Content And Distribution Now Rule The Kingdom Together
For years, the argument has raged about whether content or distribution reigns supreme. Who has control? Those who create the programs, or those who bring them to consumers? In some cases, traditional media companies decided to try to solve part of the problem by combining those assets (Comcast/NBCU), while others thought a separation was the best way to go (Time Warner and Time Warner Cable).
When a different generation of distribution companies was born (Amazon, Netflix, YouTube, Hulu, etc., who all directly reach millions of consumers), those outlets decided for many years to maintain the line between providing that distribution and owning the content they offered.
However, they’ve recently come to the realization that premium original content is a major differentiator, while distribution is — to some extent — somewhat of an overabundant commodity (especially when those companies do not actually own their distribution channels like multi-channel video providers do, i.e., the cable wire into the home). Cases in point:
- Amazon announced recently they are commissioning original comedy and children’s programming. Last Friday they made another huge bet by announcing that they have purchased the exclusive streaming rights to Downton Abbey.
- Netflix has commissioned several series, including the brand new House of Cards as well as a fourth season of Arrested Development.
- Microsoft hired former CBS exec Nancy Tellem to create original content on the Xbox. Yesterday, Tellem hired a production head.

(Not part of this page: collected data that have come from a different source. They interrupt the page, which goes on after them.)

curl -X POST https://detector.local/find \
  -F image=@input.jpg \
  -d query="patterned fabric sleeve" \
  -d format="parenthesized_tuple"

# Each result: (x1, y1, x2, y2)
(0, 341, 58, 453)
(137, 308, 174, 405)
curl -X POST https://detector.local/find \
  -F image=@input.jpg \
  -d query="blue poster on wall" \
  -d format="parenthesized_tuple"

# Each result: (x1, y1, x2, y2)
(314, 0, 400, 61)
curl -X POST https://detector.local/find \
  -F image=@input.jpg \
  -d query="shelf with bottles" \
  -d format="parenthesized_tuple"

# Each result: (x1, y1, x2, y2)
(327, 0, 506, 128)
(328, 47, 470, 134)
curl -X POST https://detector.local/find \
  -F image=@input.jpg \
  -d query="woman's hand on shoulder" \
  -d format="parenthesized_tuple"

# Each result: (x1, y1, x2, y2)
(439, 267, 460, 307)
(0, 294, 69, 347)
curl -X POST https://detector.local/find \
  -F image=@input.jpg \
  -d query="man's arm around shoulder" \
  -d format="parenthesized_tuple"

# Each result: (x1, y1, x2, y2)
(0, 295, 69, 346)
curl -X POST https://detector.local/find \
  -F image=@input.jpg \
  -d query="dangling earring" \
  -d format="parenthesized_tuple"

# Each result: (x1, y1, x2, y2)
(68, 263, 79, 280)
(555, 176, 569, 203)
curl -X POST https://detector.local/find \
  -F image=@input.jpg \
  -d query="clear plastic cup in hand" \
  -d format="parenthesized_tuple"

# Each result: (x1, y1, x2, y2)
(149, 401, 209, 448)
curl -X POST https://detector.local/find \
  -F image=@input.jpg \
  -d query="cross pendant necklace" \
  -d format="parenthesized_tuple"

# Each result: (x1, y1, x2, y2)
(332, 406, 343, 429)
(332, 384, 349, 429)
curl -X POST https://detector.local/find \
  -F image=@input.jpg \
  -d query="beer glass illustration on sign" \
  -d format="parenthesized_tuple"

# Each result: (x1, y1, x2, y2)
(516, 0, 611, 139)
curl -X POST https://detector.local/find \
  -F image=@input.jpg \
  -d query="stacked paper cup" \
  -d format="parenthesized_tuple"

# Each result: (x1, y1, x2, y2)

- YouTube paid hundreds of millions of dollars for content creators to produce bespoke content for their platform.
- Hulu+ has ordered several original series.
All of these companies have extremely strong connections with (or you can call it distribution to) millions of consumers, but they all believe that they need to combine that distribution with original or exclusive content to separate themselves from the pack. Just having the consumer connection isn’t enough, but having both becomes extremely powerful. In fact, these companies are becoming the new gatekeepers, as they now begin to decide what content users can access on individual platforms.
Considering the hundreds of millions and even billions of dollars these companies are pouring into these efforts, it’s clear they think they’ve found the answer: neither content nor distribution wins, but the combination of the two is truly king. We’ll see if they’re right.